Il gruppo attraversa, con alterne fortune, tutti i cliquè del genere – dalle strutture ripetute all’infinito ai rigurgiti lisergici delle chitarre, dalle atmosfere inquiete alle improvvisazioni ruvide e dissonanti - ma riesce ad essere veramente graffiante soltanto nelle trasfigurazioni più dilatate, dove il suono complessivo si affranca dagli stereotipi più evidenti per diventare personale.

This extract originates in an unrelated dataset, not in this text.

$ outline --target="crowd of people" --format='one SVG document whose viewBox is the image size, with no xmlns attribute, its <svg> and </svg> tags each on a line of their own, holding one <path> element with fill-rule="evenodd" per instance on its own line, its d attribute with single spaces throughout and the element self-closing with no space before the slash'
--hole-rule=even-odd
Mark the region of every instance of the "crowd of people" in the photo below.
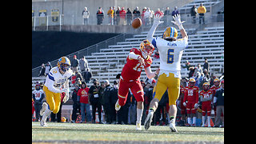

Tutto questo ci spinge a considerare “PHOENIX” un’opera di transizione.
La formula musicale dei Warlocks non dispiace ma ci sentiamo di raccomandarla più a chi è a digiuno da certe sonorità – magari anche per la sua innegabile tendenza ad apparire cool - più che ad ascoltatori “esperti” che, probabilmente, la troverebbero troppo derivativa e, forse, poco coraggiosa.